Conclusion and future work

This research compared shallow learning techniques, ensemble learning techniques, and shallow learning techniques by statistically selecting the feature. This study proposed a new feature selection technique using the basic statistical techniques Chi2 and the Pearson coefficient to extract the top 5, 10, and 20 features. The vectors that use these features were applied to traditional machine learning algorithms. The study revealed that 15 top features are necessary to emulate the accuracy or better accuracy for the IoTID20 dataset.

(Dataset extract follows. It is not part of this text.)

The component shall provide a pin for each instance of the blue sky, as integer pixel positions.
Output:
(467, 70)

The new feature selection technique helps increase the accuracy and other performance parameters of low-performing classifiers. The proposed technique was further tested with the NSLKDD dataset. The proposed feature selection technique yielded the best results, with 99% accuracy for both datasets, when the DT classifier was used. The IDS using the Corchi technique with the DT classifier performed competitively with recently published studies. The study demonstrated the use of simple yet robust statistical techniques to create effective and efficient feature selection techniques for IDSs.

In the future, this work can be extended by applying a transfer learning (TL) approach and using domain-specific pre-trained models. TL leverages already extracted features to enhance the intrusion detection and addresses the limitations of small and imbalanced datasets. Furthermore, the exploitation of deep neural networks (DNN) may reduce the intrusion detection time. While DNNs typically have more parameters, increasing the model’s computation time, the goal is to manage a trade-off between achieving high detection accuracy and maintaining low computational costs. This balance will ensure the feasibility of applying intrusion detection models in real-time scenarios. It is crucial to optimize DNN structures for real-time streaming data processing. Effective strategies to reduce detection latency include model reduction, quantization, and parallelization with GPUs or TPUs. When combined, these techniques accelerate the detection process, allowing for rapid responses to emerging threats and enhancing overall cybersecurity resilience.